Dit vonnis is gewezen door mr. P.E. van Althuis, voorzitter,
en mrs. I. Bouter en J. Montijn, rechters,
in tegenwoordigheid van mr. S. Hoebe, griffier,
en uitgesproken op de openbare terechtzitting op de datum die in de kop van dit vonnis is vermeld.
De oudste rechter en griffier zijn buiten staat dit vonnis mede te ondertekenen.
Bijlage I
Tekst tenlastelegging
Aan de verdachte wordt ten laste gelegd dat
1
hij op of omstreeks 19 september 2022 te [plaats01]
openlijk, te weten op of aan het [locatie01] , in elk geval op of aan de openbare weg en/of op een voor het publiek toegankelijke plaats, te weten in snackbar ‘Verhage’

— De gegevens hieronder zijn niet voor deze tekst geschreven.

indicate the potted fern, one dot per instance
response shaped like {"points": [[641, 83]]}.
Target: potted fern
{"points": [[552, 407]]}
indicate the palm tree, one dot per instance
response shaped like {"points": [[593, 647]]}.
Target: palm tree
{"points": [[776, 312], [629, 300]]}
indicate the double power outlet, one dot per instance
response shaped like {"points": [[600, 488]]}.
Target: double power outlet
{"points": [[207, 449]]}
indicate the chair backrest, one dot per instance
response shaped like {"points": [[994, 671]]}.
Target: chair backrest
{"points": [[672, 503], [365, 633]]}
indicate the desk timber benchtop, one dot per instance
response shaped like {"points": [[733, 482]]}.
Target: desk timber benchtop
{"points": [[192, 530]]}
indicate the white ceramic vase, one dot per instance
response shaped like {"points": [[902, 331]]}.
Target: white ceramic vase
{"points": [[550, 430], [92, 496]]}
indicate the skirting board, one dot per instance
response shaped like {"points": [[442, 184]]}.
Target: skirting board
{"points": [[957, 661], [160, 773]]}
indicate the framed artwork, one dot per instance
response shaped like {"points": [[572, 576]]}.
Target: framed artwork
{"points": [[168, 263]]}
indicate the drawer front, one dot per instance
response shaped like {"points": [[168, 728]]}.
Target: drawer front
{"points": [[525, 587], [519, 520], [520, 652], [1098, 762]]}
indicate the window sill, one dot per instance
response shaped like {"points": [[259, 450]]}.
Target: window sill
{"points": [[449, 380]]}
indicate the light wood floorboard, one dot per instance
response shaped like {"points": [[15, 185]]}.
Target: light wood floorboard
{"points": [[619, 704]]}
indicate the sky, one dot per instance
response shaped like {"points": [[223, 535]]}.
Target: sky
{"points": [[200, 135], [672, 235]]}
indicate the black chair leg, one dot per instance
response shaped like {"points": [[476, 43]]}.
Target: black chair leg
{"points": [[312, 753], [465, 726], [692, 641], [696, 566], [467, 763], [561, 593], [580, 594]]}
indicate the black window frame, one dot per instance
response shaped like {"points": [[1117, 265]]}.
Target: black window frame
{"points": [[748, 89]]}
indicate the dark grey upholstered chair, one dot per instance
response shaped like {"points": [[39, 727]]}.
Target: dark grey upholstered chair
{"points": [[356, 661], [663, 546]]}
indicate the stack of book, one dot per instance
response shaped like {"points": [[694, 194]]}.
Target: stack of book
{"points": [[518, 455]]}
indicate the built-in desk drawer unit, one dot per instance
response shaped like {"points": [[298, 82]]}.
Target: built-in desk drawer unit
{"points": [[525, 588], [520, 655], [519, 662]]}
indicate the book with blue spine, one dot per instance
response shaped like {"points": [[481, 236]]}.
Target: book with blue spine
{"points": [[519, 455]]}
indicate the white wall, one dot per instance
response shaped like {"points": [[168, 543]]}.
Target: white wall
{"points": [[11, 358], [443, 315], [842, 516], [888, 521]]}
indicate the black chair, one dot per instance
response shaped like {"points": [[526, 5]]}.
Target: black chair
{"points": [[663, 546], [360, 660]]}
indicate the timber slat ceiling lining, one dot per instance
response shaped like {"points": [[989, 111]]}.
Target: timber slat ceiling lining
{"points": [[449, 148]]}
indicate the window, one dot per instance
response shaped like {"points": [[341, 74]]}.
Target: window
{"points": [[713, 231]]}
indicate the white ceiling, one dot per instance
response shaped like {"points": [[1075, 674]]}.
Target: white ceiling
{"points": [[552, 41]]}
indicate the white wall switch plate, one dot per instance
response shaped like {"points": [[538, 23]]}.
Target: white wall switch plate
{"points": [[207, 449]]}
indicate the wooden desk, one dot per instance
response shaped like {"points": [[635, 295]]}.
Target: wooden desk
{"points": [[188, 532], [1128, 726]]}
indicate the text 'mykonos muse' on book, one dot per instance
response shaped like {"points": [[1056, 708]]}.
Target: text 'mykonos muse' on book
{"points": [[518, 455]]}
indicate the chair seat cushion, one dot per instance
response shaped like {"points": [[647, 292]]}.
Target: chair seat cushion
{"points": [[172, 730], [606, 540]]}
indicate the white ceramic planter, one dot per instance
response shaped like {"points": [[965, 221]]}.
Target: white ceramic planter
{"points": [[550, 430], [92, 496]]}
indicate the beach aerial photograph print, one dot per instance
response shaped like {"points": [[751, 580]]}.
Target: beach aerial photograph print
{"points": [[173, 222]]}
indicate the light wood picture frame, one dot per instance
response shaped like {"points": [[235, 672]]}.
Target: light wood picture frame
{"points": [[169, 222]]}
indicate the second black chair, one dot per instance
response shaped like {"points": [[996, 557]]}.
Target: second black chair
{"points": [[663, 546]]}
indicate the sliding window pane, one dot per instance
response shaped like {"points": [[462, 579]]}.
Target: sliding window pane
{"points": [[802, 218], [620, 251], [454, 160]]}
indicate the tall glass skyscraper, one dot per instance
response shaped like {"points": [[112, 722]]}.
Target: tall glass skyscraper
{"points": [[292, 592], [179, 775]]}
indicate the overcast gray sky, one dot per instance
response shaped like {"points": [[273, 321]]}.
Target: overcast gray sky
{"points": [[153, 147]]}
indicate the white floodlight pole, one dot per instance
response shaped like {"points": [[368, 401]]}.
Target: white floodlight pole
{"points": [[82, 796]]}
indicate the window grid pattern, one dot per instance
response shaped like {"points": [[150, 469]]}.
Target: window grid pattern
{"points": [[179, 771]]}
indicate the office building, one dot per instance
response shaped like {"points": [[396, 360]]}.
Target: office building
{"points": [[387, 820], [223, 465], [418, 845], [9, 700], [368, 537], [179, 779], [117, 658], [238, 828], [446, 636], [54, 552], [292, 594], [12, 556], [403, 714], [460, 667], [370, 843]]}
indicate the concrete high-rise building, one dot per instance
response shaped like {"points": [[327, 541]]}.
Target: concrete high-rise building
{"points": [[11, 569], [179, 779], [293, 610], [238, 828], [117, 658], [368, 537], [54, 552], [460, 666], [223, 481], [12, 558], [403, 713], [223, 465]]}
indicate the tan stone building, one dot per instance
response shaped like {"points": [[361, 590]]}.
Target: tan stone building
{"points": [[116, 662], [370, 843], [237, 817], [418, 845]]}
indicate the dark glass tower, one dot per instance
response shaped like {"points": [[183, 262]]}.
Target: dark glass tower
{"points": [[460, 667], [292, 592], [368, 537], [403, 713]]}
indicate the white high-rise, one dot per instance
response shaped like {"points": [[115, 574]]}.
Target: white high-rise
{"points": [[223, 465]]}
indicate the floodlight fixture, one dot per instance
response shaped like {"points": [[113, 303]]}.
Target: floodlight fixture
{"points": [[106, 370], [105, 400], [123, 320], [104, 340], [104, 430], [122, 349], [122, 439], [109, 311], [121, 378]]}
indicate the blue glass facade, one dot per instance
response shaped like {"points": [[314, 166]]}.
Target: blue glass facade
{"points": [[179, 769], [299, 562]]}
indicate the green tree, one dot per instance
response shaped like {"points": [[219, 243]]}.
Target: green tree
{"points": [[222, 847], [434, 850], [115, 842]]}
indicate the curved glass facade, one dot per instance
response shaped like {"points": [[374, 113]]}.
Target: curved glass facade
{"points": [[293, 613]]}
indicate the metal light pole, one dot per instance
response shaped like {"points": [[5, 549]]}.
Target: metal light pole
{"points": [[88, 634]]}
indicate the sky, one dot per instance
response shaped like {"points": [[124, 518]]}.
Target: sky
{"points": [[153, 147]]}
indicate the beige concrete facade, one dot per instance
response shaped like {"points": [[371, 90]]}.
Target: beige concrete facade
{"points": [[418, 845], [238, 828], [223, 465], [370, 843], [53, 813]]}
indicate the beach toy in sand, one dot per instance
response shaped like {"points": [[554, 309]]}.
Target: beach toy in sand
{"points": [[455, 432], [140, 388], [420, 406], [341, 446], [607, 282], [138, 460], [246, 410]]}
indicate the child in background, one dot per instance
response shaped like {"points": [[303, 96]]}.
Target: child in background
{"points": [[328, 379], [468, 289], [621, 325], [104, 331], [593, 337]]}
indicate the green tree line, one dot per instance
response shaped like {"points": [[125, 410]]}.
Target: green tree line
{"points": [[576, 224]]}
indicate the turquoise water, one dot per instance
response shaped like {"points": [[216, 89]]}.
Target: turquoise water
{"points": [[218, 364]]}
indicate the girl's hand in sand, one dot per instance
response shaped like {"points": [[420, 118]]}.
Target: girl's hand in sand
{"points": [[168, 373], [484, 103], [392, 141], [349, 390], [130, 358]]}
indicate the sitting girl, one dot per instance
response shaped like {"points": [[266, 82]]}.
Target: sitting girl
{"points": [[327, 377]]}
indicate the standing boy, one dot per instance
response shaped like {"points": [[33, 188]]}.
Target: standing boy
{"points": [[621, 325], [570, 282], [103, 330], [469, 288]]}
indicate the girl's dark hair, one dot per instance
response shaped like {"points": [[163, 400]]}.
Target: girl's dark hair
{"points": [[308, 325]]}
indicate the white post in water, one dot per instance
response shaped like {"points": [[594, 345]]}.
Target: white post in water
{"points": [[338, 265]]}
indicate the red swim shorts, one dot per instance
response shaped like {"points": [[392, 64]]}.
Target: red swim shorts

in vereniging geweld heeft gepleegd tegen een persoon, te weten [slachtoffer01] , door
- dreigend op die [slachtoffer01] af te lopen en/of
- die [slachtoffer01] (met kracht) vast te pakken en/of naar de grond te werken en/of
- die [slachtoffer01] (met beiden handen) bij zijn hals te grijpen/pakken en/of (met kracht) de keel van die [slachtoffer01] met kracht dicht te knijpen(waardoor die [slachtoffer01] geen lucht meer kreeg) en/of
- tegen die [slachtoffer01] te schreeuwen en/of
- die [slachtoffer01] met kracht op/tegen het hoofd/gezicht te trappen en/schoppen en/of stompen en/of slaan, waarbij die [slachtoffer01] werd vastgehouden en/of
- het hoofd van die [slachtoffer01] tegen de grond te duwen en/of
- die [slachtoffer01] met een glasscherf meermalen, althans eenmaal in het gezicht te snijden en/of de
hand/duim te snijden;
2
hij op of omstreeks 19 september 2022 te [plaats01]
opzettelijk en wederrechtelijk de (winkel)ruit/deur van snackbar 'Verhage', in elk geval enig goed, dat/die geheel of ten dele aan [slachtoffer01] , in elk geval aan een ander toebehoorde(n) heeft vernield, beschadigd, onbruikbaar gemaakt.